We’ve all messed up telling a story before. Maybe you were too excited and ended up stumbling painfully through isolated story beats and irrelevant tangents while your audience watched with blank stares, silently urging you to land the plane. These moments remind us that a good idea always needs a good storyteller – someone who knows how to find the right details to paint and what information needs to be communicated or left out. A good storyteller knows how to handle the details and structure of the material and can integrate entire galaxies of culture and history into small, simple moments. While telling a story may not be easy, successfully doing so grips your audience’s attention and keeps them following along, engaged, and oftentimes, coming back for more. The same applies to branding.

What makes a story or brand engaging are its details and the weight behind each decision of the designer. Successful brands establish core principles and ideas and execute them through the logo, messaging, and culture. Branding isn’t just spending a few hours executing your first logo idea and calling it day. It requires hard work in development and a comprehensive, immersive consideration of the client’s identity, goals, and story. Oftentimes, successful brands and logos work on an established, internal logic or story that isn’t even public knowledge. But applying that type of consideration to a design will naturally create an elegant structure that makes it resonate deeply – even if the viewer isn’t fully aware of it.

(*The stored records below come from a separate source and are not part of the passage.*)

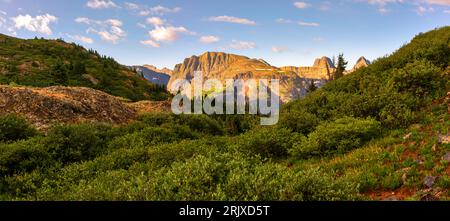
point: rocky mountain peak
(155, 69)
(324, 62)
(362, 62)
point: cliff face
(46, 106)
(322, 69)
(155, 69)
(361, 63)
(154, 75)
(222, 66)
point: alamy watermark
(238, 96)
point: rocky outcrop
(361, 63)
(153, 74)
(155, 69)
(222, 66)
(323, 69)
(324, 62)
(46, 106)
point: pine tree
(341, 66)
(312, 87)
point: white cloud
(231, 19)
(279, 49)
(438, 2)
(167, 34)
(421, 10)
(101, 4)
(156, 21)
(284, 21)
(40, 23)
(2, 19)
(140, 25)
(318, 39)
(301, 5)
(309, 24)
(158, 10)
(382, 4)
(81, 38)
(242, 45)
(109, 30)
(209, 39)
(131, 6)
(164, 34)
(110, 22)
(151, 43)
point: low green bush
(339, 136)
(268, 142)
(14, 128)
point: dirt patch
(46, 106)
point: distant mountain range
(153, 74)
(294, 81)
(42, 63)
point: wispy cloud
(161, 34)
(302, 5)
(151, 43)
(209, 39)
(421, 10)
(144, 10)
(81, 38)
(131, 6)
(101, 4)
(279, 49)
(109, 30)
(242, 45)
(40, 23)
(231, 19)
(309, 24)
(438, 2)
(155, 21)
(284, 21)
(301, 23)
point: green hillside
(379, 133)
(41, 63)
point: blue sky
(283, 32)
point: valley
(75, 125)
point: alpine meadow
(76, 125)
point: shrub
(269, 181)
(338, 136)
(14, 128)
(24, 156)
(299, 121)
(267, 142)
(75, 143)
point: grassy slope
(39, 62)
(345, 141)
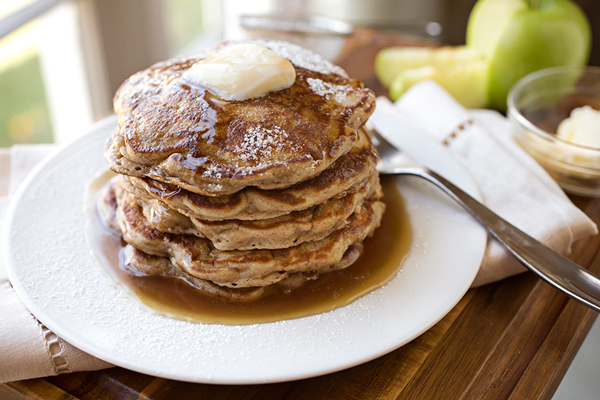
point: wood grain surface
(512, 339)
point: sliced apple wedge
(394, 60)
(466, 81)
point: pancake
(312, 224)
(344, 176)
(238, 268)
(138, 262)
(177, 133)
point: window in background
(24, 114)
(191, 25)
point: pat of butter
(242, 71)
(582, 127)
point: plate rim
(99, 129)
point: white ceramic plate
(52, 269)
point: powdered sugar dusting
(260, 142)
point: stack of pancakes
(243, 197)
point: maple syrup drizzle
(380, 261)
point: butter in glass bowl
(552, 114)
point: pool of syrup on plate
(172, 297)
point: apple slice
(394, 60)
(466, 81)
(521, 36)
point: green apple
(392, 61)
(467, 81)
(521, 36)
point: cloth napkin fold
(511, 183)
(27, 348)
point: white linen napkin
(479, 139)
(27, 348)
(512, 184)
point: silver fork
(549, 265)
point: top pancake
(175, 132)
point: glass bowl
(537, 104)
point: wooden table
(513, 339)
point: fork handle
(549, 265)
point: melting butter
(241, 72)
(582, 127)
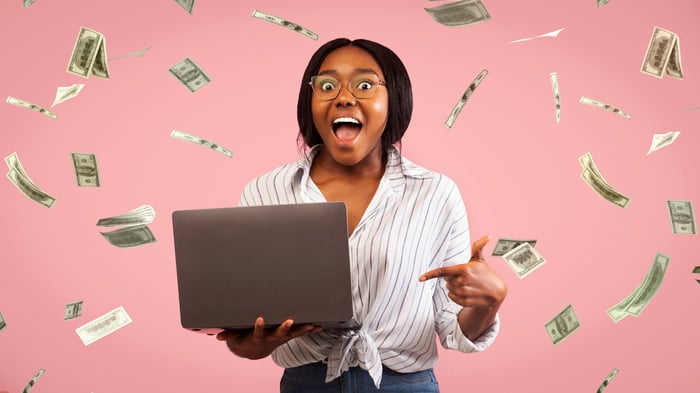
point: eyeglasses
(327, 88)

Sports apparel brand Adidas boasts some of the most iconic and memorable logos in marketing. Their three-leaved trefoil logo is arguably their most well-known image, a classic and familiar design rooted in a global language. By breaking down the elements, the story of Adidas begins to materialize, and the time and care put into the design becomes clear. The three leaves embody three sections of the globe, and each leaf represents North America, Europe, and Asia – where Adidas was originally sold. Three lines run through the body in the lower half of the image; they physically connect the three international markets under one brand. Additionally, the lines represent a variety of Adidas products, and the logotype is set in lowercase to invoke a feeling of approachability and accessibility. It seems to proclaim: This is not a niche item for the wealthy but a quality product for the global community.

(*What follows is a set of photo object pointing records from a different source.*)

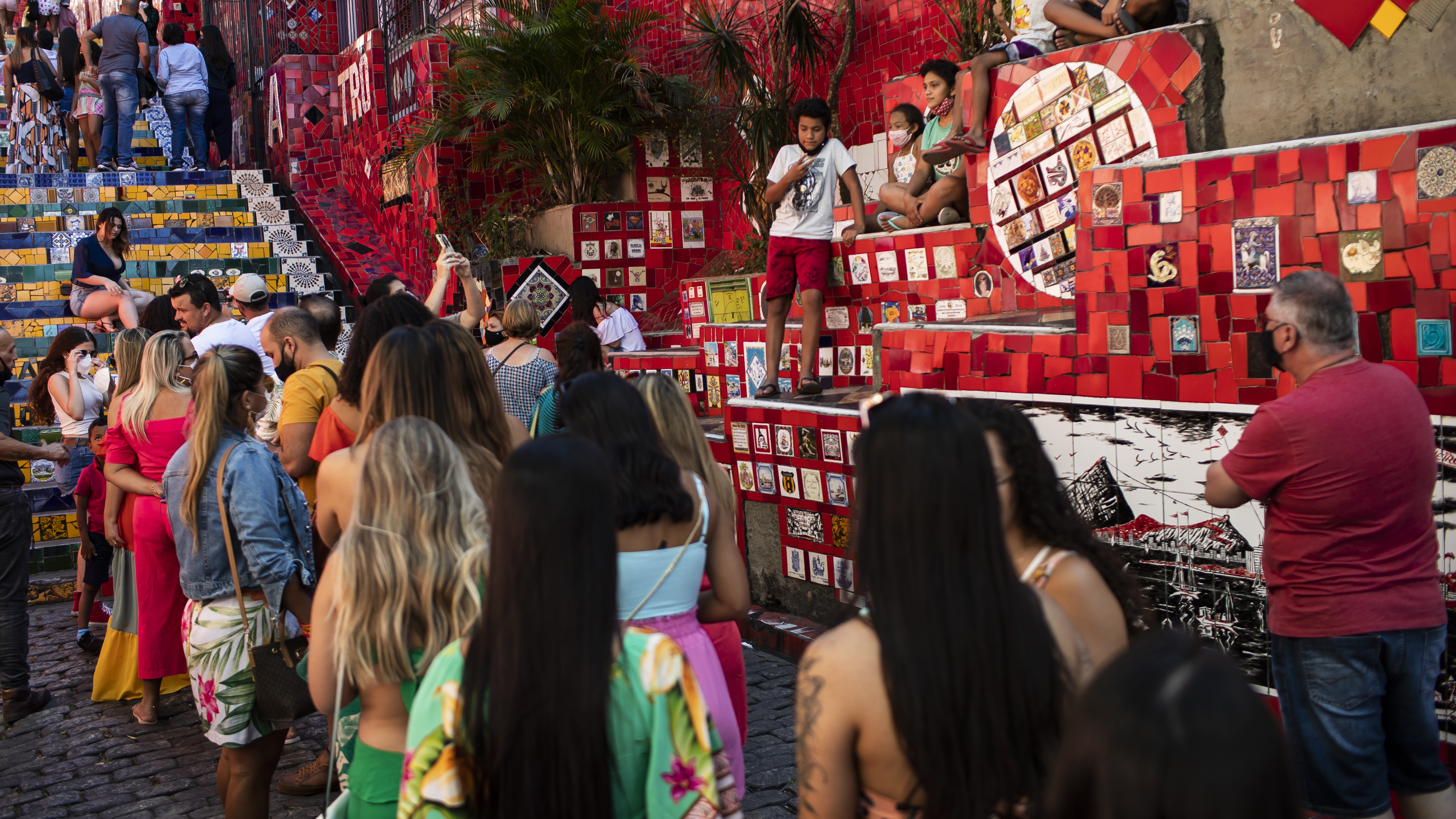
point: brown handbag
(279, 693)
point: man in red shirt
(1348, 465)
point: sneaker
(308, 780)
(21, 703)
(91, 643)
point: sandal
(152, 722)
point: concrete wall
(768, 586)
(1288, 78)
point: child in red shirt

By the ‘70s and ‘80s, the logo reached new heights of cultural status with help from celebrities and musical artists such as hip-hop pioneers Run-DMC. Hip-hop rose in the working-class neighborhoods of the Bronx, and while Run-DMC sported large, gold chains, they balanced their appearance with sports apparel, particularly Adidas-brand clothing – a juxtaposition that served as a reminder of their working-class roots. Many people envisioned themselves as part of these celebrities’ stories and worlds, and their apparel played a large role in this. As a result, the brand evolved past being a sports brand and became a cultural symbol of originality, creativity, revolution, resistance, and expression.

In advertising, the most well-known and well-remembered commercials are the ones that pull at our heart strings, make us laugh, and leave lasting impressions. Even after their rebrand and introduction of the mountain icon, Adidas kept the trefoil logo under their “Originals” label as a reminder of their history as well as to maintain their connection to individuals seeking to stay true to themselves and their expressions of who they are.

Starting with an idea, an emotion you want to evoke, or even the faint gesture of an image in your mind is often the first step in any creative process. But how an audience reaches that moment or idea is what separates a story from an anecdote and a branding campaign from a simple font change. The more thought a designer puts into their design, the more likely the viewer will engage with it and find something to connect with. When a company’s story informs every decision – no matter how big or small – in the branding effort, it pays off. Stories and branding succeed when they are rich in detail and built from the ground up to support the weight of their intentions. The best of both often echo through generations and continue on, long after the creator is through.